The news came after disappointing earnings from U.S. oil majors last week, which cited falling crude prices as a key headwind.

According to a report by Reuters, OPEC+ plans to bring up to 2.2 million barrels per day back to the market by November, with a 411,000 barrel per day (bpd) increase in June alone.

The United States Oil Fund (USO) declined 1.4% as Brent crude futures fell 0.7% to trade just below $60 a barrel in early U.S. trading, while West Texas Intermediate (WTI) futures dropped 1.1% to $57.65. 

According to Reuters, the OPEC+ push comes as Saudi Arabia moves to penalize under-compliant members such as Iraq and Kazakhstan, signaling it is less willing to support prices unilaterally. 

The announcement precedes President Donald Trump’s planned visit to Saudi Arabia this week.

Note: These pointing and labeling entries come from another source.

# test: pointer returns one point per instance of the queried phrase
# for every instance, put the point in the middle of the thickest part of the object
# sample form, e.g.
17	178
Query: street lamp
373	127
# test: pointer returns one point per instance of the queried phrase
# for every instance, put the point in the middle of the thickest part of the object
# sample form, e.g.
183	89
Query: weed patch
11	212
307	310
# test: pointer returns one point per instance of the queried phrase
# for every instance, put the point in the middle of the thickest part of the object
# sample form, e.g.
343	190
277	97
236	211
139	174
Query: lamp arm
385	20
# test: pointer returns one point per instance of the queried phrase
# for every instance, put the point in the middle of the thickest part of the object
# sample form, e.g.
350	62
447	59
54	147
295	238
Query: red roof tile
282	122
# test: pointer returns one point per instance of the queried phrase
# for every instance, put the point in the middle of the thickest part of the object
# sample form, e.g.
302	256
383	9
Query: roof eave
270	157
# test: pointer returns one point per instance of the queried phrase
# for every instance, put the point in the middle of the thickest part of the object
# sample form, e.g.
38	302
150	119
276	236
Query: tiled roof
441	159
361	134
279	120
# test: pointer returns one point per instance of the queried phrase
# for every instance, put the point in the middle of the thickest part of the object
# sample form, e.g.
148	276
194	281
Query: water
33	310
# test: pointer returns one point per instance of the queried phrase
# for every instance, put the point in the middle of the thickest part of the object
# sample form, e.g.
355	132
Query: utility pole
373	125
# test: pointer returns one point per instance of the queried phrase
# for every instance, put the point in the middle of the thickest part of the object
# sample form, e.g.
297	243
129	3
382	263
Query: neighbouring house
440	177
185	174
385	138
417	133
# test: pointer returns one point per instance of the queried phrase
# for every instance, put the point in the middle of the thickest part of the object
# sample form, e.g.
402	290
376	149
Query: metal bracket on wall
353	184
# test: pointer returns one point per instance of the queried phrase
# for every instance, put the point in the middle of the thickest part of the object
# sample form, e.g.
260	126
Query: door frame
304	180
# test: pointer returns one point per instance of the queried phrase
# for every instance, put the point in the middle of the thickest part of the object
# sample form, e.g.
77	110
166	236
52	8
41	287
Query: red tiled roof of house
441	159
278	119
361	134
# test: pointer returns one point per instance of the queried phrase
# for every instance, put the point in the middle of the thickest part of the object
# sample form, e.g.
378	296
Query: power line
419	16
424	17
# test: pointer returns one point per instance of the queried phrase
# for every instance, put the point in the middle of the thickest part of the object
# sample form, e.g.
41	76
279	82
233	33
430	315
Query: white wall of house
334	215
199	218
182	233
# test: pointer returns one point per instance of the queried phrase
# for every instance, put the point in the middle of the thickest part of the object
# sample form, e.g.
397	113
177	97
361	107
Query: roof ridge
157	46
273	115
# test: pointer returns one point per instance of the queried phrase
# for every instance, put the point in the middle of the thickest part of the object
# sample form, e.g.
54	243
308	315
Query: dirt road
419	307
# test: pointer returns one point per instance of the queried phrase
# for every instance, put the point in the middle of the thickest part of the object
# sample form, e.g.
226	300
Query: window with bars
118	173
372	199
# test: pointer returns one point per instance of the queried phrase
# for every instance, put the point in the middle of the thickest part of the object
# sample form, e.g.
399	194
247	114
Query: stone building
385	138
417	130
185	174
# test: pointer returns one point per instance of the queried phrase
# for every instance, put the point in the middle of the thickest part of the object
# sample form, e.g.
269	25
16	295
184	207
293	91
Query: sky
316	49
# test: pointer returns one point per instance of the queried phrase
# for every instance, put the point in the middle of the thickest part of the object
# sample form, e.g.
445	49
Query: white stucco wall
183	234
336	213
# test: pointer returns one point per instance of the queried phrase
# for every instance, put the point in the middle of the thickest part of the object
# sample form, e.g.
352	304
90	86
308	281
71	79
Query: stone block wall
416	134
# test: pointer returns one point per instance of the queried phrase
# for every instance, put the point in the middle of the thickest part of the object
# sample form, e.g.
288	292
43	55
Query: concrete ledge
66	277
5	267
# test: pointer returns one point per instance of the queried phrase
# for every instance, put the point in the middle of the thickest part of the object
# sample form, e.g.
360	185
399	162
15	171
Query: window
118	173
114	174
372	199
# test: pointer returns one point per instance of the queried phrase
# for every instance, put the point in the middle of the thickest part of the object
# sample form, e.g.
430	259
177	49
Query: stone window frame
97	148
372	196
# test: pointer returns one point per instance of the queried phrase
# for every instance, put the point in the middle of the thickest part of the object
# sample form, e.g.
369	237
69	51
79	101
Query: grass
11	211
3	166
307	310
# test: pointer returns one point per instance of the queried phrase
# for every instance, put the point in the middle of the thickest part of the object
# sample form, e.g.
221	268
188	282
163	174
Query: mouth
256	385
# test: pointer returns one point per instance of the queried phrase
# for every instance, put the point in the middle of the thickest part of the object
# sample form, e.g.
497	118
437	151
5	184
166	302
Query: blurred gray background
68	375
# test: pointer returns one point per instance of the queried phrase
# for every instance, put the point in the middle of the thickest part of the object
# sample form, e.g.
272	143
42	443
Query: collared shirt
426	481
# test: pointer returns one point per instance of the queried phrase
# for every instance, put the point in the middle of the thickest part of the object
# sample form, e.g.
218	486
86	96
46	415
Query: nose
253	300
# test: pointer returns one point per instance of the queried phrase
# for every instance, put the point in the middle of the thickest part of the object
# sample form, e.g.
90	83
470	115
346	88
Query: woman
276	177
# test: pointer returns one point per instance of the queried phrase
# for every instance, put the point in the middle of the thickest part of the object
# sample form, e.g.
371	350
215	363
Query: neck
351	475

Talks are expected to focus on arms sales and a nuclear deal. Trump has repeatedly pressed OPEC+ to raise output to bring down fuel prices and counter inflation linked to his trade policies.

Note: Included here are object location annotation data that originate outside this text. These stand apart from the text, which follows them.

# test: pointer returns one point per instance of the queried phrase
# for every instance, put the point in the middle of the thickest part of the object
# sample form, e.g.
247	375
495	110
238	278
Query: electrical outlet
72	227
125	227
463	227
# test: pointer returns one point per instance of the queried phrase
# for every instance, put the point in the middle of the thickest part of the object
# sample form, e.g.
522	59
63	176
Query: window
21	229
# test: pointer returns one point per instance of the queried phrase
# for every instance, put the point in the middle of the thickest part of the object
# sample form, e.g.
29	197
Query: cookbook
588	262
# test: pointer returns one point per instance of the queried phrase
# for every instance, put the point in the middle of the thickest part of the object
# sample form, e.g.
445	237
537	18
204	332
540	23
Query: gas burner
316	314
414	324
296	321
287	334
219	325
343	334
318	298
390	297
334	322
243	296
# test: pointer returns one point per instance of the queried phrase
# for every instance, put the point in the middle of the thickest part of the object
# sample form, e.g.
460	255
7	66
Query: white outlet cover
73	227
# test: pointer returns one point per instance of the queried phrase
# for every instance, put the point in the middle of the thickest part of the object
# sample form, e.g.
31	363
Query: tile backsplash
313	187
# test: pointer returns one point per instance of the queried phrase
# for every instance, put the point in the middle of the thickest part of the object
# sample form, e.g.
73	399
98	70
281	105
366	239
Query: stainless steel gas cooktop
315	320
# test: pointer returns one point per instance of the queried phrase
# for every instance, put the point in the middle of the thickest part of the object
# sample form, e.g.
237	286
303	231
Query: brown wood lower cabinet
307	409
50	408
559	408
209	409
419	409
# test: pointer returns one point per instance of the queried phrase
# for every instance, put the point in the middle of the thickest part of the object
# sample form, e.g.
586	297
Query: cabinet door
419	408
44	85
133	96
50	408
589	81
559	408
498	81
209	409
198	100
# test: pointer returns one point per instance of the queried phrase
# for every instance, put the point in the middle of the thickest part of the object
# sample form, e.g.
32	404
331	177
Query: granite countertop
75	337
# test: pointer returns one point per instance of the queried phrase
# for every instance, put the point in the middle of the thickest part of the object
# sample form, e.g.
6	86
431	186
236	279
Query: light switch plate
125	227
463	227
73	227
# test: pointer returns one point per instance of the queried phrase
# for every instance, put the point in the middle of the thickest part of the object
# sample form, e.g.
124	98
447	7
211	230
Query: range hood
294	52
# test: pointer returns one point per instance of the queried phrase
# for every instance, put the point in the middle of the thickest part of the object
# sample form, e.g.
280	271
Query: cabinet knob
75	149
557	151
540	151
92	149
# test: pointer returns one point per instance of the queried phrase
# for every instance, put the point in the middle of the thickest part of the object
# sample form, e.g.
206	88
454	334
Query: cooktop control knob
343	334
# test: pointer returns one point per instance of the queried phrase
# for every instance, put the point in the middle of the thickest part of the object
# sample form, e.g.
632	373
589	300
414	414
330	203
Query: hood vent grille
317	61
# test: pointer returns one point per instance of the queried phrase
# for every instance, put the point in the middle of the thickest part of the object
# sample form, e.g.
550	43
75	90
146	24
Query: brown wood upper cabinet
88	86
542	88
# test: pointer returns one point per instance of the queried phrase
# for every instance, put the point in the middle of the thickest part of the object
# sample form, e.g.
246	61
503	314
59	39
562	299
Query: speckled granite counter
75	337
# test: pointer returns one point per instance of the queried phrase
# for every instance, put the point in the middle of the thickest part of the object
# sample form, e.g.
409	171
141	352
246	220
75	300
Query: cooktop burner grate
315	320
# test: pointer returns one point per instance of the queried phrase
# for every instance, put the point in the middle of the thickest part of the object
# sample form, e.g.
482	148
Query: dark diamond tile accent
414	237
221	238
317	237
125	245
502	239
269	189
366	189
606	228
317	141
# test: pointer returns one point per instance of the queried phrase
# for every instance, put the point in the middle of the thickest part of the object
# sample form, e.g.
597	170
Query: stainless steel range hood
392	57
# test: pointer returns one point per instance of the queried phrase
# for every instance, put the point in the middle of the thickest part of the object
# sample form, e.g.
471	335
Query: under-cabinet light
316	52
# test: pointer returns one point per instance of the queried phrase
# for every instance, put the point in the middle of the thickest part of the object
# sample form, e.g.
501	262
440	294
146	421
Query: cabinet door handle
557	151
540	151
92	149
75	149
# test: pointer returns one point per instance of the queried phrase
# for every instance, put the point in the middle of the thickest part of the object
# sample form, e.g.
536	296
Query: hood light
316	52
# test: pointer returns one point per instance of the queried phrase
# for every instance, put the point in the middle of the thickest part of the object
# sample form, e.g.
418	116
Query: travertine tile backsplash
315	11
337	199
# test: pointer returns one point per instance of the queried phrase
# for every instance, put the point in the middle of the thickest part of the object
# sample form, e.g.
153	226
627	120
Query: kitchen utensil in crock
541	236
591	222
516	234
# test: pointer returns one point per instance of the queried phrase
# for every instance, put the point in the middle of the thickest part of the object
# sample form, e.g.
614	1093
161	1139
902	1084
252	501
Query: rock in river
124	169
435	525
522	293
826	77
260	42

U.S.-listed shares of Shell (SHEL) fell 1.8%, while Exxon Mobil (XOM) and Chevron (CVX) dropped over 1% each in pre-market trading, extending their declines from last week. 

Chevron fell short of earnings and revenue estimates last week, and Exxon missed on revenue. Both blamed weaker realized crude prices.

Barclays lowered its price target on Exxon to $127 from $130 on Monday but maintained an ‘Overweight’ rating. In a note to investors, Analyst Betty Jiang, cited by TheFly, said the company remains one of the top defensive and growth players in the energy sector, even amid a weaker macro backdrop.

The United States Oil Fund (USO) has fallen 16.7% year to date, while the Energy Select Sector SPDR Fund (XLE) is down 5.1%.